The man's eyes crinkled up; he'd heard the question before.

"Well, my dear, those were simpler days," he said gently. "After my mother finished the breakfast dishes, she started making lunch."

"Oh, come on!" I wanted to scream, "Give me the magic formula!"

As if he'd heard my thoughts, the man added, "Don't worry. Everything will sort itself out eventually."

How old-fashioned he seemed. How wise he turned out to be.

Which is not to say I've cracked the do-it-all problem at the ripe old age of 46. There is no foolproof way to manage something as untidy as life, and I still have days when I feel as if I am juggling eggs on a roller coaster. But I have—over a decade of tinkering and practice—devised a method, for lack of a better word, to help me balance my multiple life roles and navigate the daily dilemmas of an overstuffed existence.

I call it 10-10-10.

Here's how it works. Every time I find myself in a situation where there appears to be no solution that will make everyone happy, I ask myself three questions:

What are the consequences of my decision in 10 minutes?

In 10 months?

And in 10 years?

The answers usually tell me what I need to know not only to make the most reasoned move but to explain my choice to the family members, friends, or coworkers who will feel its impact.

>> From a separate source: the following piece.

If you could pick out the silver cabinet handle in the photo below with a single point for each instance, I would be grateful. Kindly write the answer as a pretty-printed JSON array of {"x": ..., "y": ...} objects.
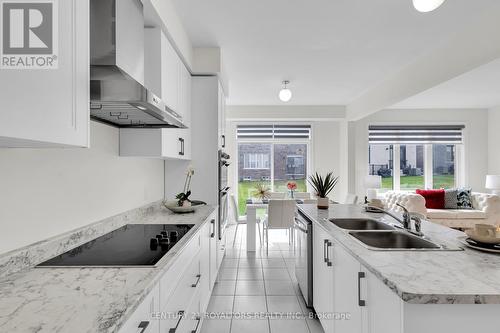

I've used 10-10-10 to make some of the most meaningful decisions in my life—my divorce, for one. But the effectiveness of 10-10-10 crept up on me when I started using it on a much smaller scale.

The first time was a typical weekday. Dropping the kids off at school on the way to work, I promised that I would definitely, absolutely see them at dinner so we could do homework together and watch our favorite TV show. I also promised our babysitter the evening off.

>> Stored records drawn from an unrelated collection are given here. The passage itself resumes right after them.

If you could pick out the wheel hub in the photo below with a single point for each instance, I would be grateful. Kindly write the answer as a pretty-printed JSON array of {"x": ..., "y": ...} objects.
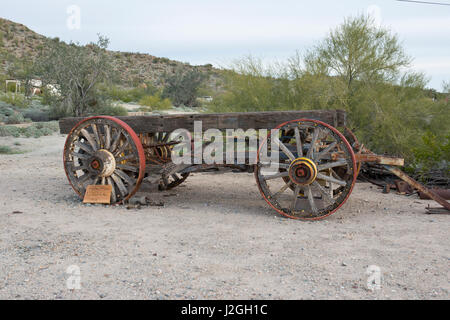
[
  {"x": 303, "y": 171},
  {"x": 103, "y": 163}
]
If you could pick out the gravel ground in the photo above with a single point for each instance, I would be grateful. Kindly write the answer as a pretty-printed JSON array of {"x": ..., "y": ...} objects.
[{"x": 215, "y": 238}]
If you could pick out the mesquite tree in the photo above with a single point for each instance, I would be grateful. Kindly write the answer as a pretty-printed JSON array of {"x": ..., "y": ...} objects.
[{"x": 70, "y": 73}]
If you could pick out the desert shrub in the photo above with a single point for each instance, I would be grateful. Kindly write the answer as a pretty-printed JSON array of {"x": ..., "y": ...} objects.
[
  {"x": 154, "y": 102},
  {"x": 127, "y": 95},
  {"x": 7, "y": 150},
  {"x": 35, "y": 130},
  {"x": 112, "y": 110},
  {"x": 37, "y": 115},
  {"x": 15, "y": 118},
  {"x": 9, "y": 131},
  {"x": 6, "y": 109},
  {"x": 15, "y": 99},
  {"x": 182, "y": 87}
]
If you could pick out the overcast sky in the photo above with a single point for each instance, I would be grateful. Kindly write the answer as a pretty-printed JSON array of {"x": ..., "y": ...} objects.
[{"x": 209, "y": 31}]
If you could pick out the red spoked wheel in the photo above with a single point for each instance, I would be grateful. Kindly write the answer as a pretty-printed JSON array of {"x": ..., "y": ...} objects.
[
  {"x": 309, "y": 169},
  {"x": 104, "y": 150}
]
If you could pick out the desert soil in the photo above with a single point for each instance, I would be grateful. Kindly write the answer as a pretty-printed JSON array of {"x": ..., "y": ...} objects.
[{"x": 215, "y": 238}]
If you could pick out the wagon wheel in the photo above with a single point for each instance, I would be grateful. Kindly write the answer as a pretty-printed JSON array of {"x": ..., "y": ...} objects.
[
  {"x": 299, "y": 175},
  {"x": 104, "y": 151}
]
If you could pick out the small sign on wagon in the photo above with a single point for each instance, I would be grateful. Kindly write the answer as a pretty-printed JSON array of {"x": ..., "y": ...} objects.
[{"x": 98, "y": 194}]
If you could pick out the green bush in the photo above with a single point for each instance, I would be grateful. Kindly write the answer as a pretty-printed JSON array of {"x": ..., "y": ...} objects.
[
  {"x": 37, "y": 115},
  {"x": 9, "y": 131},
  {"x": 112, "y": 110},
  {"x": 127, "y": 95},
  {"x": 15, "y": 99},
  {"x": 154, "y": 102},
  {"x": 35, "y": 130},
  {"x": 8, "y": 150},
  {"x": 15, "y": 118}
]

At 5 P.M., of course, a crisis erupted at the office. During this period, I was hoping for a promotion, so walking out the door with my boss's hands wrapped around my ankle seemed particularly ill-advised. I called home to test the waters. The babysitter nearly burst into tears when I mentioned staying late. Two of the kids were fighting, and one was sulking for an unknown reason. (The other was still at swimming practice, thank God.) My daughter grabbed the phone and put in her two cents: "You love work more than us."

My gut was all over the place—go, stay, go—and that's when 10-10-10 was officially born. I slowed my thought process down and systematically began to pick it apart. "What exactly," I asked myself, "were the immediate repercussions of staying at work versus rushing home?"

If I stayed, my boss would jot it down in her little book of good deeds, and my children and babysitter would turn purple. If I rushed home, my boss would get someone else to help her, and my triumphant arrival at the front door would be greeted with the usual grunts and sighs, and probably a demand for the latest video game or some exciting new shampoo.

In 10 months? Assuming I didn't make staying late a daily feature of our lives (which I knew I wouldn't), the kids would be fine. As for the babysitter, she would be back at school, and I would be but a distant memory. At work, though, if I left, my boss might start to question my commitment and my availability, not the impression I was eager to encourage.